Your body is covered with microbes, inside and out. It might sound gross, but this is perfectly normal. Our bacterial cells far outnumber our human cells and research is showing that the more diverse those bacterial cells, the healthier we are. Here are some of the most common microorganisms that reside on our skin:

Propionibacteria are the most prevalent on sebaceous, or oily skin, such as nostrils, scalp, upper chest and back. They are lipophilic anaerobes, decomposing oily sebum secreted by our glands to produce propionic acid. Although they are present in infants and babies, they become more prevalent around the onset of puberty, as the sebaceous glands increase their output. One of the bacterial strains, Propionibacterium acnes, is thought to be responsible for inflammation of the glands that can lead to acne.
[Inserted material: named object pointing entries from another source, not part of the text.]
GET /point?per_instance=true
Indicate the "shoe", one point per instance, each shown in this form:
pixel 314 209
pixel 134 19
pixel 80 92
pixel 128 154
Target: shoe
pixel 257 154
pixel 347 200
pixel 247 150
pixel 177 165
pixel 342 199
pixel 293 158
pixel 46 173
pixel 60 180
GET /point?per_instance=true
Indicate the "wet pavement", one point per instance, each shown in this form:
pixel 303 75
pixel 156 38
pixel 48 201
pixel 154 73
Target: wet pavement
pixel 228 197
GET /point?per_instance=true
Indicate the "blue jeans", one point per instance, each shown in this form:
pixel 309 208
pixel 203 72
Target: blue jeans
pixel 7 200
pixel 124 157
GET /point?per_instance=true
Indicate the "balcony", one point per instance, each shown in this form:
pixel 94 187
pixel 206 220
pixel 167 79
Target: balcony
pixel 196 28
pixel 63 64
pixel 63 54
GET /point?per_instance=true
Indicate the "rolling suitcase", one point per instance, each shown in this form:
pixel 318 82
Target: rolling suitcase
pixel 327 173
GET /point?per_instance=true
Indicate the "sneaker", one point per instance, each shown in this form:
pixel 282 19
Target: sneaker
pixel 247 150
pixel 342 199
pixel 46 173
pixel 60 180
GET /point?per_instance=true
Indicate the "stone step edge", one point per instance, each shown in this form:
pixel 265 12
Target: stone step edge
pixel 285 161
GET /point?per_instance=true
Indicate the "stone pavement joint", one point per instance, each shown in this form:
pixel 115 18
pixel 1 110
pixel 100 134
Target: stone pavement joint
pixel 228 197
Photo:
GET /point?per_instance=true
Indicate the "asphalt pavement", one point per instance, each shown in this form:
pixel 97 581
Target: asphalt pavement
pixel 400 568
Staphylococci have their name derived from Greek word for grape, as their colonies resemble grape clusters. They reside predominantly in the moist areas of the body, such as the armpit, the elbow crease, etc. As aerobic bacteria, they produce lactic acid that lowers the pH of the skin and controls growth of other microorganisms. They are particularly prevalent on the skin of babies and infants, their relative abundance decreasing with age. While normally harmless, certain species of staphylococci, such as S. aureus, can act as human pathogens. Methicilin-resistant S. aureus (MRSA) infections are a difficult public health problem in hospitals and beyond.
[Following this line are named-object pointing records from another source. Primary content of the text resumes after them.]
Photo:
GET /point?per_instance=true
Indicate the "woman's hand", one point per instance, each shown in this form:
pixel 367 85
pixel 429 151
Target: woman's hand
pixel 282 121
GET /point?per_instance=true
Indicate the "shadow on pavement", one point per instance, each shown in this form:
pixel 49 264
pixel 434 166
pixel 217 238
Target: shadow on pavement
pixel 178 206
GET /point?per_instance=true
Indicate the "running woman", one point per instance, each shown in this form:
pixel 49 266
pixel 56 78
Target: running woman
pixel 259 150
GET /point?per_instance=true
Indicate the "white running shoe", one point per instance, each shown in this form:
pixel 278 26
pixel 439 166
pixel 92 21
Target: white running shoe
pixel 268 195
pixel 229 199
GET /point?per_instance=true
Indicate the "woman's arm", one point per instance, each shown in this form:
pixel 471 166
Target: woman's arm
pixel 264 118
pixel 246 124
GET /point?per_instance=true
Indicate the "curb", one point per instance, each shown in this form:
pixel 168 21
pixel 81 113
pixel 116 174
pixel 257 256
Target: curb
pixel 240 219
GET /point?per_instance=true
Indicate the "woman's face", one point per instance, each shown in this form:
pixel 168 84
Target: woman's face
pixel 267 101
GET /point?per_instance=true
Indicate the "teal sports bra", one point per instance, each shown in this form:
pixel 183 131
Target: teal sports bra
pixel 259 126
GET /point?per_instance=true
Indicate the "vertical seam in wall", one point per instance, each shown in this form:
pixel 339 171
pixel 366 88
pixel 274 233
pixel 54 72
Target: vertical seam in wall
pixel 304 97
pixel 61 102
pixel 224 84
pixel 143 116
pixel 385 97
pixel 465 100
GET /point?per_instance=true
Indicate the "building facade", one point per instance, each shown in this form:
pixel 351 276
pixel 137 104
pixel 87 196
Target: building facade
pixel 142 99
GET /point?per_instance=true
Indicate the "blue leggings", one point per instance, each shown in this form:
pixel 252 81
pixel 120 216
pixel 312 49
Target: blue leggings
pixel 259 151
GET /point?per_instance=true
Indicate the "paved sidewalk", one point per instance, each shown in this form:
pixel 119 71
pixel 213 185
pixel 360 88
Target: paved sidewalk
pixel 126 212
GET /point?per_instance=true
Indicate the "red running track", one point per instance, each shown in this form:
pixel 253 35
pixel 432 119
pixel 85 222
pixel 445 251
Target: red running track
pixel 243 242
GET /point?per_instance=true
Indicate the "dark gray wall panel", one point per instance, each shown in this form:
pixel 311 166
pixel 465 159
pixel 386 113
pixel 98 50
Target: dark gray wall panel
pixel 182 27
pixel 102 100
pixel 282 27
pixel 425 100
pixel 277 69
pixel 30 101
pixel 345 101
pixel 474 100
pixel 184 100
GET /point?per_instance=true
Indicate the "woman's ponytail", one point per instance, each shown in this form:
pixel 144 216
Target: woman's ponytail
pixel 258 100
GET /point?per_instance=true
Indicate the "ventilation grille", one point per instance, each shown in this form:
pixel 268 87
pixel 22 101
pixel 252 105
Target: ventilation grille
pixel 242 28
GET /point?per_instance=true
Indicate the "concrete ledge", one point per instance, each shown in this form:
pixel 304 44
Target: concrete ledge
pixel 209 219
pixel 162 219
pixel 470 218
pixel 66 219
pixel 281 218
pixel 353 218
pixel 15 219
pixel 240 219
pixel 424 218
Corynebacteria are rod-shaped and mostly innocuous. They also prefer moist environments, such as the navel or back of the knee. They grow slowly, even when food is abundant.

Betaproteobacteria are a diverse group, which includes Nitrosomonas, currently excluded from human skin. They are the most prevalent group in dry areas such as the forearms. These bacteria are also the bacteria that dog owners have the most in common with their dogs Malassezia are actually fungi and get an honorable mention. They are found on our skin in large quantities and are typically harmless. However, certain species can cause dandruff or skin discoloration.